Lately I feel like I'm being pulled in so many different directions all at once. With school, I have a midterm this week, two exams next week, and a major project due next Friday. At home, I've got all the usual responsibilities such as laundry, meals, cleaning, entertaining the kids, grocery shopping, paying the bills, etc.  Then I also have church responsibilities.  I was asked to speak in sacrament meeting this Sunday.  I'm on the Relief Society activities committee and we're trying to plan an event that will take place in a couple weeks.  I have cub scouts every week. This week we have our pinewood derby which I have to make a few dozen cookies for and then be there all Saturday morning for the event.  We're also planning our blue and gold banquet which is coming up in  two weeks. I did co-op at my daughter's preschool this morning.  I just feel exhausted. I have way too much going on and I'm not the type of person who can just cut something out or do a barely passing job on one thing so that I can get everything else done.
Some days I wonder if adding school into the mix of everything I already have going on was a good idea. It's become such a give and take, such a balancing act.  It really wears me out sometimes. Like today.  There are dishes in the sink, there's clutter on my kitchen table, clean laundry waiting to be folded, children asking for a snack, dinner to be made, textbooks to be read, and a statistics midterm to take this afternoon and all I want to do is curl up into a ball in my bed and take a nap.  If only I could.

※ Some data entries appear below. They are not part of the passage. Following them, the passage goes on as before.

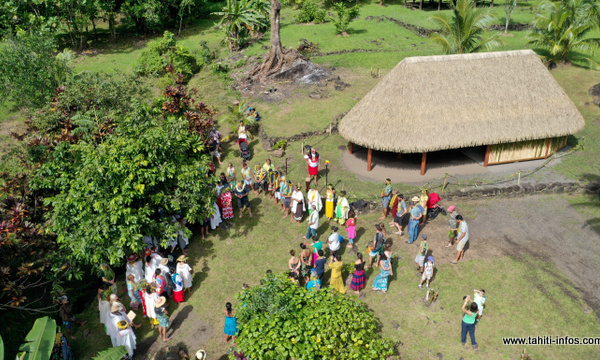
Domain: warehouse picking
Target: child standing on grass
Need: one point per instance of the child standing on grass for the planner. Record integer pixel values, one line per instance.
(163, 319)
(351, 228)
(230, 329)
(427, 273)
(479, 299)
(185, 271)
(423, 248)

Wednesday, February 9, 2011

Exam #1 at the Testing Center

All of my classes this semester are requiring exams to be proctored.  Luckily, USU has an education center in Salt Lake City.  They do distance education classes there and have a testing center.  Last Friday I took my first exam of the semester.  It was for my adult development and aging class. 
I've always been a fast test taker.  If I don't know the answer,then I don't know the answer.  I'm not one to sit and stew over it thinking I'll figure it out.  This test was mostly multiple choice with a few short answer questions thrown in.  I had studied the exam guide the professor had given us and felt pretty ready.
I was allotted 2 hours to take the exam.  I was in and out in about 20 minutes.  I felt pretty good about most of it, but was pretty sure I'd gotten my eye diseases mixed up.  The lady running the testing center was surprised I was done so soon and gave me a sort of "there's no way you finished that fast and did well" kind of a look. 
I got my score yesterday.  Can you say 96%?!  Sorry, but I'm a little excited.  Taking such a long break from school really put some doubts into my head about how well I would do.  So that 96% just made my day and gave me the nudge that I needed to keep moving forward.  I guess being a mommy hasn't sucked out ALL my brain cells yet.  It just goes to show that you can store all the lyrics to several Backyardigans episodes and knowledge about the biopsychosocial perspective on aging in the same brain. 

Monday, February 7, 2011

Too Much?

I woke up this morning feeling overwhelmed.  Actually I spent most of last night not sleeping because I was feeling overwhelmed and couldn't get my brain to just shut up and let me sleep.  It's only about a month into the semester and it seems like eternity!  I think that taking three classes was not a good idea.  I'm doing well in my classes, keeping up with the work and pulling good grades on everything, but I feel like it's totally consuming  my life.  I spend most of my days reading textbooks, watching lectures, or doing assignments.  I feel like a total slacker in the cooking and cleaning department.  I haven't been doing much real cooking lately and it took me a week to fold three loads of laundry and get them put away. 
I keep telling myself to take it one day at a time, but some days it's just hard to put all the daunting thoughts of how much needs to be done in the back of my head instead of in the front. 
Maybe next semester I should just stick to two classes.  Although, I did the math, and if I do three classes per semester I could be done in three more semesters.  Whereas if I only do two, it will take four or five.  I guess I'll see how the rest of this semester plays out.  I'm just not sure if finishing a couple semesters sooner is worth the stress and loss of sanity that I'm experiencing right now.